Desidério Murcho, O Lugar da Lógica na Filosofia (Plátano: Lisboa, 2003) 30-31.

quinta-feira, 4 de novembro de 2010

Rir e pensar

Crisipo (Solis, 280 a.C. - Atenas, 208 a.C.) foi um dos filósofos mais importantes do estoicismo antigo, que se dedicou em especial ao estudo da lógica.

Segundo ele, até os cães utilizam a lógica, como se pode comprovar se os observarmos quando seguem um rasto de outro animal e chegam a uma encruzilhada, onde têm de escolher entre dois caminhos distintos. Se, depois de farejar um deles, o elimina, opta automaticamente pelo outro, como se o cão em questão utilizasse um silogismo disjuntivo – “A ou B, não A; logo, B”!

quarta-feira, 3 de novembro de 2010

Quebra-cabeças


Esta série de palavras segue uma regra lógica:

TRENS
MALAS
MAIOR


Das palavras seguintes, qual poderá continuar a série:

PARTI
AULAS
CALMA
BOIÃO

terça-feira, 2 de novembro de 2010

Ferramentas da filosofia

«Os filósofos concebem teorias bizarras, empolgantes e às vezes inquietantes. Esse não é principal objectivo do seu trabalho, claro. O que eles querem, acima de tudo, é saber aquilo que é verdadeiro. A razão é a ferramenta que usam para os ajudar a atingir esse objectivo.

Os filósofos querem que as suas teorias e soluções tenham, pelo menos, boas hipóteses de estarem certas. Tentam conseguir isso aplicando a razão. Submetem as teorias a um estudo crítico minucioso e tentam arranjar argumentos convincentes para supor que elas estão certas.

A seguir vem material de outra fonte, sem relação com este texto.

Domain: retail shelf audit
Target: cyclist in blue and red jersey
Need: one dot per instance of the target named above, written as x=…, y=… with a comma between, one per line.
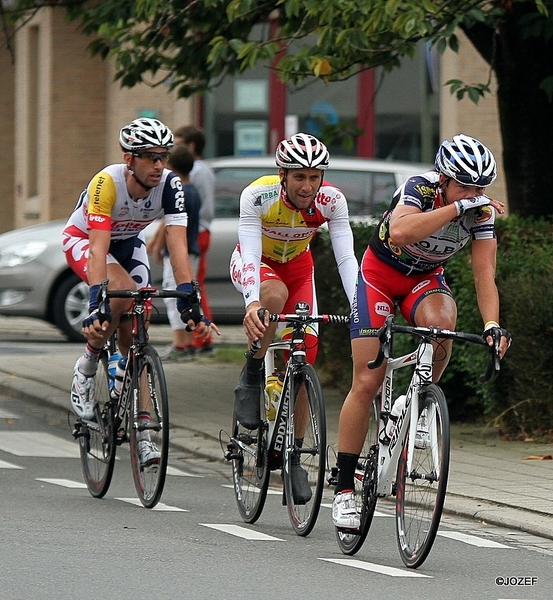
x=104, y=239
x=431, y=217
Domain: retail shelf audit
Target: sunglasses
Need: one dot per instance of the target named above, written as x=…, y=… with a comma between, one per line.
x=154, y=156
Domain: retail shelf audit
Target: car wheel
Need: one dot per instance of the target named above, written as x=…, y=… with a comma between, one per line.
x=70, y=307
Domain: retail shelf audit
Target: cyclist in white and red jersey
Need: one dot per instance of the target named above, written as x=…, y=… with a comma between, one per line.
x=104, y=239
x=431, y=217
x=272, y=265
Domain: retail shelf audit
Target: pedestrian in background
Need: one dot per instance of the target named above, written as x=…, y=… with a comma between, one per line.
x=203, y=178
x=180, y=162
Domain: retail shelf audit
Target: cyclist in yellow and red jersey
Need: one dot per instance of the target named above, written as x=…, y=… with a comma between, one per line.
x=432, y=216
x=272, y=265
x=104, y=239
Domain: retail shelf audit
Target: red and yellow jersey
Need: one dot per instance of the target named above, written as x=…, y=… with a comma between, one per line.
x=272, y=228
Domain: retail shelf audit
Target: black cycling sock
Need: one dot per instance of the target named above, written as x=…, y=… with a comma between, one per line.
x=346, y=471
x=253, y=370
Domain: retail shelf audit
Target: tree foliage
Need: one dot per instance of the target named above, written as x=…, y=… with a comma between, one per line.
x=194, y=44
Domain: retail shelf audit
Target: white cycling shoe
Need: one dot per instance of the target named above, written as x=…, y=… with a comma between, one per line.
x=344, y=511
x=82, y=394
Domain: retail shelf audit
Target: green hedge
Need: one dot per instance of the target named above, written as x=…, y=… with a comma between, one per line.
x=520, y=399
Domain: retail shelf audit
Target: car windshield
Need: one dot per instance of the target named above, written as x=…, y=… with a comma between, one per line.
x=367, y=193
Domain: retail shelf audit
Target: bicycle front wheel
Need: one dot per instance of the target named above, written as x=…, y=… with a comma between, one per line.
x=304, y=457
x=365, y=482
x=149, y=428
x=97, y=438
x=421, y=491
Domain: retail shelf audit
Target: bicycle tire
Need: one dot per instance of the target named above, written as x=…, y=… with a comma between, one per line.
x=310, y=456
x=149, y=382
x=366, y=480
x=97, y=437
x=250, y=467
x=421, y=493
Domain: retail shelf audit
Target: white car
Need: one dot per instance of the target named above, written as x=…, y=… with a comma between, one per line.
x=35, y=280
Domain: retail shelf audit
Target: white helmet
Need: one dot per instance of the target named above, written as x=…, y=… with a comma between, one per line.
x=143, y=133
x=302, y=151
x=466, y=160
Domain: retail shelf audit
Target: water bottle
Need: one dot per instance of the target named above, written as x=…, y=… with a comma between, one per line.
x=119, y=376
x=273, y=390
x=397, y=409
x=112, y=366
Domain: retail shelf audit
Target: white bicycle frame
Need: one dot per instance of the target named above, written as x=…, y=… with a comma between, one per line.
x=388, y=454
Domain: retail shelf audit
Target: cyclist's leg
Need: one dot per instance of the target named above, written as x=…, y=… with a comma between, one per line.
x=273, y=295
x=431, y=304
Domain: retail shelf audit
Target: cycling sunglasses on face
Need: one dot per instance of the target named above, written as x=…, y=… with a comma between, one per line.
x=154, y=156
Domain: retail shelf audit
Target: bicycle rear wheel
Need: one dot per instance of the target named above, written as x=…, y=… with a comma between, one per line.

É tentador pensar nos nossos “poderes da razão” como a capacidade de encadear logicamente cadeias de raciocínios e também de descobrir os elos defeituosos dessas cadeias, tal como um computador pode estar programado para fazer. Não há dúvida de que a capacidade de construir cadeias complexas de raciocínios e de nelas detectar falhas é uma competência essencial para qualquer filósofo. Mas a expressão “poderes da razão” refere-se, na verdade, a um conjunto de capacidades mentais bem mais vasto e diversificado. Tornar-se um bom filósofo implica desenvolver todo um conjunto de competências de pensamento, incluindo a capacidade de fazer afirmações claras, precisas e relevantes. Os filósofos também precisam da capacidade de não abandonar um problema e de revelar paciência e determinação. Além disso, devem ser capazes de recuar e de pensar de forma imaginativa e criativa (…). Também são úteis à filosofia a capacidade de pesar as probabilidades e os dados, a capacidade de reconhecer (e combater) a sua subjectividade e a capacidade de identificar falácias no raciocínio próprio e dos outros.»

Stephen Law, Filosofia (Porto: Dorling Kindersley / Civilização Eds, 2009) 192.